A first-person portrayal of a carpenter's son who remembers waking in a small home, working alongside his father, observing village life, and reflecting on poverty, family, animals, and the rhythms of day and evening. The narrative blends intimate domestic scenes with spiritual meditation, depicting encounters with travelers and the marginalized while exploring compassion, humility, and the nature of truth and revelation. Short, image-rich chapters alternate concrete everyday detail with contemplative passages that consider language, silence, and the moral responsibilities of community. The tone mixes tenderness and moral urgency as the narrator situates ordinary labor and suffering within a larger ethical vision.

CHAPITRE XIV

1. — Et déjà je parlais à quelques-uns qui venaient autour de moi

2. — Pour leur prêcher l’évangile de l’esprit.

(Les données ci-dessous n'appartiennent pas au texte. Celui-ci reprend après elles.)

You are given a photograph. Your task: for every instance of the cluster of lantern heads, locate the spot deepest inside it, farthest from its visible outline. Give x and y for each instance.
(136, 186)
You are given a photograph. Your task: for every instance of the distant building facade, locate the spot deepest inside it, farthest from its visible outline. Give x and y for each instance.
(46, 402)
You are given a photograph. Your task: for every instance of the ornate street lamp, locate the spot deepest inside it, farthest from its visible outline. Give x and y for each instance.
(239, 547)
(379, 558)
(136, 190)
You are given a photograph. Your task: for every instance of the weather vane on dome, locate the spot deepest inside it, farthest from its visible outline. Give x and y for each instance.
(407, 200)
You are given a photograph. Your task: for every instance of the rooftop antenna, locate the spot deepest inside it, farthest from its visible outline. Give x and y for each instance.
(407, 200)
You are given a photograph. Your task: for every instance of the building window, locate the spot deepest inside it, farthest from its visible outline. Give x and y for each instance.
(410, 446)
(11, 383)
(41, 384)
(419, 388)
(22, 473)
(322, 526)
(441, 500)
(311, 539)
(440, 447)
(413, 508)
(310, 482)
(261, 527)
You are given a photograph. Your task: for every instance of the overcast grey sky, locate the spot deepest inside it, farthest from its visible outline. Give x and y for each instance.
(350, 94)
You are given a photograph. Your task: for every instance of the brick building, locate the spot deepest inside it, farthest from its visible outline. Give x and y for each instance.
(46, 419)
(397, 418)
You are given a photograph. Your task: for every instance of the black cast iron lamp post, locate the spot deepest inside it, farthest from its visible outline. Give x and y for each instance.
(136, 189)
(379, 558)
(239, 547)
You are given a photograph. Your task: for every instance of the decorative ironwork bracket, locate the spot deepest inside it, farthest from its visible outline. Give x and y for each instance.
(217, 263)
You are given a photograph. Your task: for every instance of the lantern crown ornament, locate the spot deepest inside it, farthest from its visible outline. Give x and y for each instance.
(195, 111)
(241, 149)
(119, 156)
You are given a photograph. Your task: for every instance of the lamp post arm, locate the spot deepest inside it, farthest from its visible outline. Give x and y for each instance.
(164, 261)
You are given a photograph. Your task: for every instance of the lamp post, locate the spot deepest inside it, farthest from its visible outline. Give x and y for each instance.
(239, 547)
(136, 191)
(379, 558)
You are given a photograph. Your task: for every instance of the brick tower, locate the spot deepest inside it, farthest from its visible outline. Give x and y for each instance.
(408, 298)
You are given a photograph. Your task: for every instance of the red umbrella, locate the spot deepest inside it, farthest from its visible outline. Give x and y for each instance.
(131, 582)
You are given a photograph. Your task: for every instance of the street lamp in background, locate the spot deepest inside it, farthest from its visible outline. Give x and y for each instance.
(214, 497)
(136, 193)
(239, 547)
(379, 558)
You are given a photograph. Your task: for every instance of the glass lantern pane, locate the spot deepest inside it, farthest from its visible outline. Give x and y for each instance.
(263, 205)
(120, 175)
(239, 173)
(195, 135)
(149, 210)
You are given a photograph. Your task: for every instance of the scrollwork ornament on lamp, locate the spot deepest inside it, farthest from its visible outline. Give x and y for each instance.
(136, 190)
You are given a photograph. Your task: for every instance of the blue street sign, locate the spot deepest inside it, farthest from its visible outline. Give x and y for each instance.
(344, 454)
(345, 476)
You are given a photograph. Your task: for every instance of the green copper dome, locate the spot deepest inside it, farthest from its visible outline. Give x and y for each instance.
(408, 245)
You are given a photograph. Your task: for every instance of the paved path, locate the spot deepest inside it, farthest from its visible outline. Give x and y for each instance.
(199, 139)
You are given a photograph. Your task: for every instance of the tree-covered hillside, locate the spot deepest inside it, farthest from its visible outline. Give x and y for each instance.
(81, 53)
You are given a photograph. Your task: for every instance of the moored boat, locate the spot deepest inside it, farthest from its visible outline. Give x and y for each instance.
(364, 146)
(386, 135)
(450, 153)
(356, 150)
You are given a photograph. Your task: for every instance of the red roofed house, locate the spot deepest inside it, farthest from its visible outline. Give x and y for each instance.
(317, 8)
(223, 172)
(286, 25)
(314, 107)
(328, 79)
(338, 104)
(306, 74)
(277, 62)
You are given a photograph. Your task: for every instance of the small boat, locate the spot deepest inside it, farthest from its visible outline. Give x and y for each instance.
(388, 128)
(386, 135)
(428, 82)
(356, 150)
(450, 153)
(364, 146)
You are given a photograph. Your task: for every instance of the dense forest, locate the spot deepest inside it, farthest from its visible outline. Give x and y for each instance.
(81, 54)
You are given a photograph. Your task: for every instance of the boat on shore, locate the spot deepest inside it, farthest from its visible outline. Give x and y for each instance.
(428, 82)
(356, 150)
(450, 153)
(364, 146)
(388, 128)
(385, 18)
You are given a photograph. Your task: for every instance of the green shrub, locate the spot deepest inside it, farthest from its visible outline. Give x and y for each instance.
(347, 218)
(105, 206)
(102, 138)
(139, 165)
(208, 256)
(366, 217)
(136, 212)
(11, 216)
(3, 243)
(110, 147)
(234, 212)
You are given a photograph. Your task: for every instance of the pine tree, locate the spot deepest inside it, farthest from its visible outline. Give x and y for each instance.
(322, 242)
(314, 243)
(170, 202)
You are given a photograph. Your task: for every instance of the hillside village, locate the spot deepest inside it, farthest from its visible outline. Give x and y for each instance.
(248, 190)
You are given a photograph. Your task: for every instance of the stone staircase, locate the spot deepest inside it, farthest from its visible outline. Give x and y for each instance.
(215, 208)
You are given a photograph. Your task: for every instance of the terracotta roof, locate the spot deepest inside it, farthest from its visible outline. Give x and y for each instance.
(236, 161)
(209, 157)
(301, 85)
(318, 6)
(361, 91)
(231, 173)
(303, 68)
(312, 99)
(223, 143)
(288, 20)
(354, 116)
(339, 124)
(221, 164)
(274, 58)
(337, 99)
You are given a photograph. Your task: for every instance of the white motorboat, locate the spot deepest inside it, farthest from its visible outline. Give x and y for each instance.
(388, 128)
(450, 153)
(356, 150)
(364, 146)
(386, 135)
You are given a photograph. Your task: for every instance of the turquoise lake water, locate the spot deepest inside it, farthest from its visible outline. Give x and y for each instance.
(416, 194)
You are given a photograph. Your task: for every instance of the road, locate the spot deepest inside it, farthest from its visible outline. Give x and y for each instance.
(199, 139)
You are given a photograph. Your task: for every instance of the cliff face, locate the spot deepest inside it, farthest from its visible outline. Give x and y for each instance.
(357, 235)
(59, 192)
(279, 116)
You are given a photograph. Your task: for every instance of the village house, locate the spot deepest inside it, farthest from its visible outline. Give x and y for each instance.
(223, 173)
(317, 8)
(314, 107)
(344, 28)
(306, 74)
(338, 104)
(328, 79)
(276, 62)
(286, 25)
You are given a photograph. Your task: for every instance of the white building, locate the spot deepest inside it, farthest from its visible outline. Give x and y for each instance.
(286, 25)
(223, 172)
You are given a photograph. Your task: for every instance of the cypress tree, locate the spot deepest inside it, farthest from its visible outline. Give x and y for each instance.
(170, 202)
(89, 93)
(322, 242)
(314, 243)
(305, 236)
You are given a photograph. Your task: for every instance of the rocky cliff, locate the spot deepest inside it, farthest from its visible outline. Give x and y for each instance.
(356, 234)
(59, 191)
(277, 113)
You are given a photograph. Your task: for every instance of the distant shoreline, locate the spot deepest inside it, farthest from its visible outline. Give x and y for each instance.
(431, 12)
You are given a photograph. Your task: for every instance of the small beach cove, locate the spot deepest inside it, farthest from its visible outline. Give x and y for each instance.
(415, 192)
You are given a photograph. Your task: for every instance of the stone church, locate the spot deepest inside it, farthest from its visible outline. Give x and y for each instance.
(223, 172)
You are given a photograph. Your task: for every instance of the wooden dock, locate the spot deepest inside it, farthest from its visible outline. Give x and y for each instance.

3. — Et c’était au bord de la mer de Tibériade.

4. — Et un matin je m’embarquai avec quelques compagnons qui étaient pêcheurs.

5. — Car ils pêchaient les poissons, les petits monstres impuissants qui ont une cuirasse. Ils les extirpaient de la mer, et chaque poisson est finalement une ligne froide, à l’œil grand ouvert, qu’on a dans la main.

6. — Le matin où j’embarquai, on appareilla par le beau temps. Et plantés sur le rivage, des femmes et des enfants nous faisaient signe et caressaient l’espace, semblables à un jardin remueur à la brise, quand les arbres, tout immobilisés qu’ils sont, fuient devant la brise.

7. — Mais, alors que nous étions loin du bord, le vent se leva et s’assombrit, et nous fûmes mis dans la tempête et la montagne écroulante de noir.

8. — Et nous étions peu de chose au milieu de l’immense chaos.

9. — Car toute la mer se retournait.

10. — Et elle était ivre.

11. — Et le ciel était la mer.

12. — Et le vent roulait la mer en fleuve. L’horizon était en lambeaux et on voyait passer des monstres d’eau, et sous les fouets noirs, les barques qui galopaient.

13. — Et notre barque s’emplissait de la grande mer et mes compagnons étaient déjà des naufragés.

14. — J’étais calme et je levai les bras, à la proue de la barque où l’eau entrait lourdement comme de la terre, nous faisant avaler l’odeur du gouffre et le gouffre.

15. — Et à ces quelques hommes cramponnés et mouillés, je criai, aussi fort, à cause de l’énormité du vent, que si j’étais penché sur une place publique :

16. — Pourquoi doutez-vous, hommes de peu de foi !

17. — Tous les corps eurent alors une seule voix pour crier : Nous ne voulons pas mourir !

18. — Et le poids des flots fut dompté par la grandeur invisible de l’homme.

19. — Parce que je leur avais donné leur propre courage et leur propre force, ils crurent que j’étais un magicien de Dieu.

20. — Et il m’apparut que je devais les laisser encore croire cela pendant un peu de temps.

21. — Puisqu’ils n’étaient pas capables de penser et de construire selon la nudité.

22. — Et j’eus une irritation triste de ce qu’il m’était défendu de verser mon cœur dans leur cœur, c’est-à-dire de leur donner tout ce qui est à eux.

23. — Tu dois, si tu as raison, inspirer la confiance. Si tu ne l’inspires pas, prends-la.

24. — Mais quand verront-ils mon cœur ?

25. — Quand dira-t-on, en me montrant du doigt : voici l’homme.